Second Maigret avec Gabin et dirigé par Delannoy (il y aura un troisième opus avec Gabin, réalisé par Grangier cette fois : Maigret voit rouge), L'Affaire Saint-Fiacre est comme son prédécesseur (Maigret tend un piège) une adaptation très libre d'un roman (toujours éponyme) de Simenon. Moins sombre et étouffant, ce second volet est caractérisé par une écriture acide et une sacralisation de Maigret, irréprochable tranquille. La drôlerie et la psychologie y ont une plus grande place, mais c'est peu dans le ton du Maigret de papier (les aspects 'sensoriels' sont élagués – et réformés). Sauf (en tout cas à l'heure des résolutions) en ce qui concerne la texture des relations humaines : intéressées, mêlant raisons animales et mondaines, dépourvues de cruauté ou alors nées de la passion (pour ce dernier aspect, le piège est plus volontaire).
Répondant à l'appel de la comtesse de Saint-Fiacre (Valentine Tessier), le commissaire est ramené dans les territoires de son enfance – une commune imaginaire située dans l'Allier.
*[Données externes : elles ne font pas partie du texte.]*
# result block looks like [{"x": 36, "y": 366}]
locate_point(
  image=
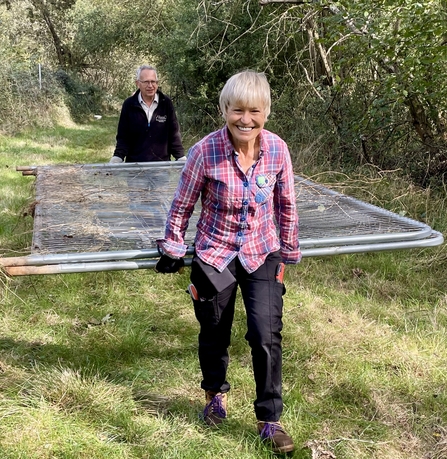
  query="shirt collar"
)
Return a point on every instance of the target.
[{"x": 140, "y": 99}]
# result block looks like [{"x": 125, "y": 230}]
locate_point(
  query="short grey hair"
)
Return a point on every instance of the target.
[
  {"x": 145, "y": 67},
  {"x": 248, "y": 88}
]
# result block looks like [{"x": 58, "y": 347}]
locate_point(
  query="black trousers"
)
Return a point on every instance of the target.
[{"x": 262, "y": 297}]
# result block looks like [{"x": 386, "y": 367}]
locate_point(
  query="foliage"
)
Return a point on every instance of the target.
[
  {"x": 363, "y": 339},
  {"x": 353, "y": 82}
]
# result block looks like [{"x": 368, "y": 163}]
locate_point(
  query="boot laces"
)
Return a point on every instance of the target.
[
  {"x": 269, "y": 430},
  {"x": 216, "y": 407}
]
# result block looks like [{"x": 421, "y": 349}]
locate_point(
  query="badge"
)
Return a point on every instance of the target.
[{"x": 261, "y": 181}]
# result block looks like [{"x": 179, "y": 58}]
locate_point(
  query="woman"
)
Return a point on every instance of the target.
[{"x": 244, "y": 178}]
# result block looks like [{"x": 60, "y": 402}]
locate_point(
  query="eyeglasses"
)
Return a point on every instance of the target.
[{"x": 149, "y": 82}]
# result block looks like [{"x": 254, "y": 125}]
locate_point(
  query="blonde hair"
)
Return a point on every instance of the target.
[{"x": 247, "y": 88}]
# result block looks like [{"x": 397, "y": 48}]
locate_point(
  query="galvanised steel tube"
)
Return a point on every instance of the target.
[{"x": 66, "y": 268}]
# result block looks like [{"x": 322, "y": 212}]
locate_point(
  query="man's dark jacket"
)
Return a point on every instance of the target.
[{"x": 139, "y": 141}]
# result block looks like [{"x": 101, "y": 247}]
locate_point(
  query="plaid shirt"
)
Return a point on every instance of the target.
[{"x": 238, "y": 209}]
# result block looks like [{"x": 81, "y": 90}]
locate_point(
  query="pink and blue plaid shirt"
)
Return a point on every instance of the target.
[{"x": 238, "y": 209}]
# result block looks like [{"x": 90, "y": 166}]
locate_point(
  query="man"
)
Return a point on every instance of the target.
[{"x": 148, "y": 129}]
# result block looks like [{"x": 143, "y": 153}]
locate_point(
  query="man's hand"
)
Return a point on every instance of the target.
[{"x": 168, "y": 265}]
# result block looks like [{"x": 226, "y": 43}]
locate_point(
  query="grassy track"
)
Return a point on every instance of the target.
[{"x": 365, "y": 347}]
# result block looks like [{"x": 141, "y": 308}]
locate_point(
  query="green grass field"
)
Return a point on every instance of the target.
[{"x": 104, "y": 365}]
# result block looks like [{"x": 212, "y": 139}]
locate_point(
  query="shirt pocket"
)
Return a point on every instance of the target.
[{"x": 219, "y": 197}]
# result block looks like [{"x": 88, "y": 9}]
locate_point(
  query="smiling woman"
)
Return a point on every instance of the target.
[{"x": 237, "y": 239}]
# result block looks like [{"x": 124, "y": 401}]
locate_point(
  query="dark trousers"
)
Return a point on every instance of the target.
[{"x": 262, "y": 297}]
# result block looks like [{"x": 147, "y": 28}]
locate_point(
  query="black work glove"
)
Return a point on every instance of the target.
[{"x": 167, "y": 265}]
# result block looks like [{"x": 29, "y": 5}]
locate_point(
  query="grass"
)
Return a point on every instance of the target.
[{"x": 104, "y": 365}]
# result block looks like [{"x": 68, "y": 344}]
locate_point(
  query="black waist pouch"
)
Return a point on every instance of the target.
[{"x": 208, "y": 280}]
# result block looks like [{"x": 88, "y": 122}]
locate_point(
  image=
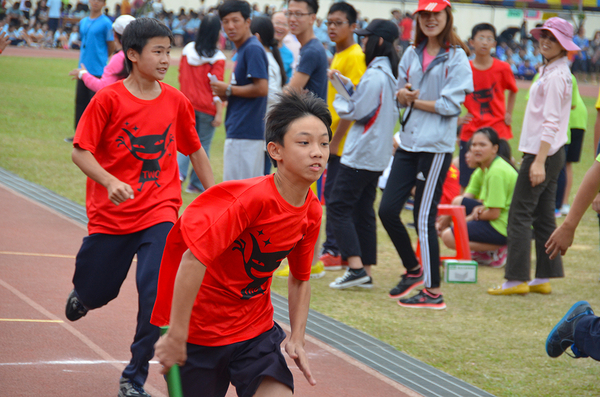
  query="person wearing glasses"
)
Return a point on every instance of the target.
[
  {"x": 543, "y": 135},
  {"x": 486, "y": 105},
  {"x": 311, "y": 72}
]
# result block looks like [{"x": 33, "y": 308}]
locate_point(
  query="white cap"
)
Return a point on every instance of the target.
[{"x": 121, "y": 22}]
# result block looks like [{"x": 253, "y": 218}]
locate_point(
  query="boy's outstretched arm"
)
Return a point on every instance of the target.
[
  {"x": 202, "y": 168},
  {"x": 118, "y": 191},
  {"x": 171, "y": 348},
  {"x": 562, "y": 238},
  {"x": 298, "y": 301}
]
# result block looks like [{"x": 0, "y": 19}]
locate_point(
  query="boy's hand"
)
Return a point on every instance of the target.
[
  {"x": 537, "y": 173},
  {"x": 560, "y": 241},
  {"x": 119, "y": 192},
  {"x": 170, "y": 352},
  {"x": 298, "y": 354}
]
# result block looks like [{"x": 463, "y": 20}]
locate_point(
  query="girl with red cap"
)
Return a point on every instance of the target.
[
  {"x": 543, "y": 135},
  {"x": 434, "y": 76}
]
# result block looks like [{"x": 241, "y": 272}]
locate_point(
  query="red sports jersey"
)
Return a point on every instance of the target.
[
  {"x": 241, "y": 231},
  {"x": 486, "y": 103},
  {"x": 136, "y": 141},
  {"x": 451, "y": 186}
]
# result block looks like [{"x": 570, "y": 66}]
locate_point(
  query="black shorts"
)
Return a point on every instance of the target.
[
  {"x": 481, "y": 231},
  {"x": 209, "y": 370},
  {"x": 573, "y": 149}
]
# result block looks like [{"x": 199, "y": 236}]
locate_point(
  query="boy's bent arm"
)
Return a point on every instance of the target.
[
  {"x": 171, "y": 348},
  {"x": 202, "y": 168},
  {"x": 298, "y": 301},
  {"x": 562, "y": 238},
  {"x": 118, "y": 191}
]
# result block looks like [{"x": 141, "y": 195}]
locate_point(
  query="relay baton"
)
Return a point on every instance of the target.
[{"x": 172, "y": 377}]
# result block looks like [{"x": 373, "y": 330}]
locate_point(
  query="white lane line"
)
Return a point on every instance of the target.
[{"x": 87, "y": 341}]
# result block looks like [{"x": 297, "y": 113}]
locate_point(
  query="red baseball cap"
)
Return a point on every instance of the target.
[{"x": 432, "y": 5}]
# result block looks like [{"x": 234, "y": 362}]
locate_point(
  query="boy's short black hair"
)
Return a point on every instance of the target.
[
  {"x": 290, "y": 107},
  {"x": 480, "y": 27},
  {"x": 137, "y": 34},
  {"x": 313, "y": 5},
  {"x": 231, "y": 6},
  {"x": 347, "y": 9}
]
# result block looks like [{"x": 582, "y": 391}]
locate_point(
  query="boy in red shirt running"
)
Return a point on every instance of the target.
[
  {"x": 491, "y": 77},
  {"x": 215, "y": 278},
  {"x": 126, "y": 143}
]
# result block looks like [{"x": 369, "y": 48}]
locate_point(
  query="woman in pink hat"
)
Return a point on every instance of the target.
[{"x": 543, "y": 135}]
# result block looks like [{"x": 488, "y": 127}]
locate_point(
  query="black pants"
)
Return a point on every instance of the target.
[
  {"x": 332, "y": 169},
  {"x": 426, "y": 172},
  {"x": 83, "y": 96},
  {"x": 352, "y": 215},
  {"x": 533, "y": 206}
]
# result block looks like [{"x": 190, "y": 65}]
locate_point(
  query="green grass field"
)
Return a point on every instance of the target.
[{"x": 495, "y": 343}]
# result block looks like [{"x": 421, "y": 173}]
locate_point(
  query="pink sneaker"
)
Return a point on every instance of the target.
[
  {"x": 482, "y": 258},
  {"x": 499, "y": 257}
]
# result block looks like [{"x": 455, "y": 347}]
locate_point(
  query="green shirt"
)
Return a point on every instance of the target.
[{"x": 495, "y": 186}]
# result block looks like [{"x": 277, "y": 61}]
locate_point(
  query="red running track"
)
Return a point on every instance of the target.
[{"x": 42, "y": 353}]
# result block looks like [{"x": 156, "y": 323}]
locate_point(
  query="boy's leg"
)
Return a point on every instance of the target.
[
  {"x": 101, "y": 267},
  {"x": 397, "y": 190},
  {"x": 431, "y": 173},
  {"x": 332, "y": 169},
  {"x": 205, "y": 132},
  {"x": 258, "y": 358},
  {"x": 151, "y": 246}
]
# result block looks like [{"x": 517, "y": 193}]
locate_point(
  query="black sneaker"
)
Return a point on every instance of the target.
[
  {"x": 75, "y": 309},
  {"x": 561, "y": 336},
  {"x": 128, "y": 388},
  {"x": 424, "y": 300},
  {"x": 407, "y": 283},
  {"x": 350, "y": 279}
]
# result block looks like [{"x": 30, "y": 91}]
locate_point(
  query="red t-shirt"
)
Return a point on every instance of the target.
[
  {"x": 136, "y": 141},
  {"x": 451, "y": 186},
  {"x": 241, "y": 231},
  {"x": 486, "y": 102},
  {"x": 195, "y": 84}
]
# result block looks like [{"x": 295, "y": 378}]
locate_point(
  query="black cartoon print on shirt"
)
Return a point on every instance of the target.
[
  {"x": 260, "y": 265},
  {"x": 148, "y": 149}
]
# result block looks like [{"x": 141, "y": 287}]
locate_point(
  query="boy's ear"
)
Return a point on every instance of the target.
[{"x": 274, "y": 150}]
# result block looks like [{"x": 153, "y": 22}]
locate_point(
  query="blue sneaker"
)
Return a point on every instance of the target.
[{"x": 561, "y": 336}]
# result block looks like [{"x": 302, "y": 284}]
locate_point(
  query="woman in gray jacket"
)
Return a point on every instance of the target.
[
  {"x": 366, "y": 153},
  {"x": 433, "y": 78}
]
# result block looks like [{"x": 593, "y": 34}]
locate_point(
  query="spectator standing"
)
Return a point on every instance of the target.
[
  {"x": 434, "y": 77},
  {"x": 97, "y": 43},
  {"x": 282, "y": 29},
  {"x": 246, "y": 94},
  {"x": 544, "y": 133},
  {"x": 54, "y": 7},
  {"x": 349, "y": 61},
  {"x": 199, "y": 59},
  {"x": 486, "y": 105},
  {"x": 367, "y": 152}
]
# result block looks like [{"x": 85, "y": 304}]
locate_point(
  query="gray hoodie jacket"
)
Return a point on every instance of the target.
[
  {"x": 373, "y": 106},
  {"x": 446, "y": 81}
]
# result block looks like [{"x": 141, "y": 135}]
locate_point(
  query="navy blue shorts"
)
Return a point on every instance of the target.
[
  {"x": 481, "y": 231},
  {"x": 209, "y": 370}
]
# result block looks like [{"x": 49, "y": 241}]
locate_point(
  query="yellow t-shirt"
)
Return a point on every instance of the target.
[{"x": 350, "y": 63}]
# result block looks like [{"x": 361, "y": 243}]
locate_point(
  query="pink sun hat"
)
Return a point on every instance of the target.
[{"x": 561, "y": 29}]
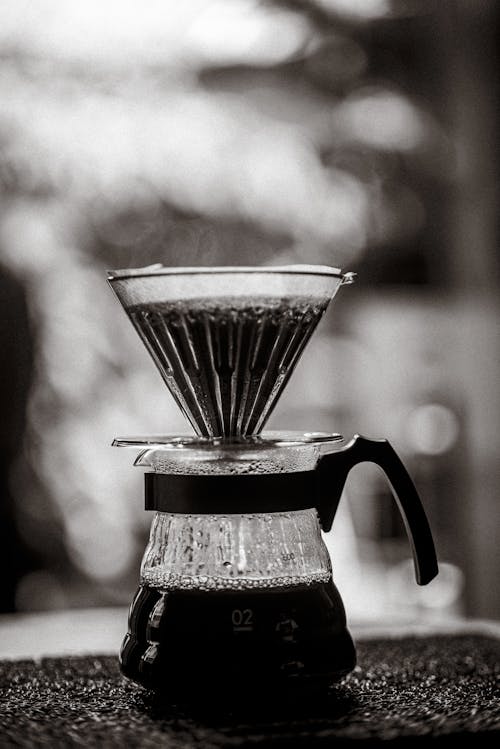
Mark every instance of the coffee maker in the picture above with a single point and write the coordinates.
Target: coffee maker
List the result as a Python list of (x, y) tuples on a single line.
[(236, 592)]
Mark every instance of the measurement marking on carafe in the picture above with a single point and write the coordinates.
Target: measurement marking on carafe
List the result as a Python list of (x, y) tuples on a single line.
[(242, 620)]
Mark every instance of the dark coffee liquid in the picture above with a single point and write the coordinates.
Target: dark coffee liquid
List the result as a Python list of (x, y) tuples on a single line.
[(240, 644), (224, 360)]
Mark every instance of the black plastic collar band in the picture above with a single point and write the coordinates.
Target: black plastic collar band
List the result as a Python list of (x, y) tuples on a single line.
[(230, 495)]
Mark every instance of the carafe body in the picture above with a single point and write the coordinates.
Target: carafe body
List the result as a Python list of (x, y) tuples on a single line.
[(243, 602)]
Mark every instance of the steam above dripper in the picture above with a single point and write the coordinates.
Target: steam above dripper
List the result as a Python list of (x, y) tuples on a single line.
[(226, 339)]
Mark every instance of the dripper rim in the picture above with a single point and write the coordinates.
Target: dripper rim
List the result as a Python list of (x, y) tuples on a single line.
[(161, 270)]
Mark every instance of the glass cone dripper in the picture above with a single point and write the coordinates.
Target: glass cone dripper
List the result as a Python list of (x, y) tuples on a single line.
[(226, 340)]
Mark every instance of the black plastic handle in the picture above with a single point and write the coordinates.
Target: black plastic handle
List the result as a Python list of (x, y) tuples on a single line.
[(333, 469)]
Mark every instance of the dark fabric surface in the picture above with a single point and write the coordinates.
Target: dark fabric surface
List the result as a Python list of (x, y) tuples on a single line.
[(403, 692)]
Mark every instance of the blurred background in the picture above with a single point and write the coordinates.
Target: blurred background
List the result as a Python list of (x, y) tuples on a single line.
[(361, 134)]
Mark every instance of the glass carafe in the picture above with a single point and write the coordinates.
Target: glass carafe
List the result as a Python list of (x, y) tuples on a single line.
[(236, 588)]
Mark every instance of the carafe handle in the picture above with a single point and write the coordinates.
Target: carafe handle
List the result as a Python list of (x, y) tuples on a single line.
[(333, 469)]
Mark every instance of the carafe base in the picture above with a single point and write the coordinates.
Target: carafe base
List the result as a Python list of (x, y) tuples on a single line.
[(242, 644)]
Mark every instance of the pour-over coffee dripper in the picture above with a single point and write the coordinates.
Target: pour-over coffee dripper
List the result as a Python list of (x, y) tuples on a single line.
[(236, 586)]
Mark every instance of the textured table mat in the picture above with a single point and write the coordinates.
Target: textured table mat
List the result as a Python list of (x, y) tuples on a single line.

La lettre de menace reçue par son ancienne prof (lui promettant la mort au mercredi des Cendres) apparaît aux protagonistes comme un prétexte pour se revoir plus que comme un motif d'inquiétude ; la séquence de l'église trompera cette légèreté, la comtesse y perdant mystérieusement la vie. Gabin Maigret entame alors une enquête qu'il conduira avec succès, contrairement au Maigret du roman, dépassé par l'avocat Maurice. Dans le film, ce protagoniste interprété par Jacques Morel est présenté comme un malin sans grâce et ses contributions sont plutôt parasitaires. Il fait partie des fossoyeurs de la morale et des douceurs de la province.
Le commissaire a le beau rôle, la vertu de son côté sans l'entacher de niaiserie, car c'est un blasé, voire un cynique aussi à sa façon. Delannoy (assisté du scénariste suisse Rodolphe-Maurice Arlaud) porte des coups rudes contre ses personnages (souvent détestables, salement ambigus ou déloyaux) et contre certaines mœurs propres à l’Église, souvent par la suggestion. Le point de vue est réactionnaire et aristocratique, Maigret avant d'être enquêteur est l'homme fort d'une telle philosophie ; façon pour le réalisateur de rendre légitime cette commande (réclamée à cause des 3.1 millions d'entrées du Piège). Delannoy retentera le coup avec Gabin dans Le baron de l'écluse, comédie privée de génie par sa paresse et quelques tendances démagogiques mal digérées. Le retour de Maigret à St-Fiacre sera plus tard l'objet de quatre adaptations audiovisuelles, comprenant un volet (en 1980) pour la série d'Antenne 2 avec Jean Richard (Les Enquêtes du commissaire Maigret, 1967-1990) et un autre pour celle de France 2 avec Cremer.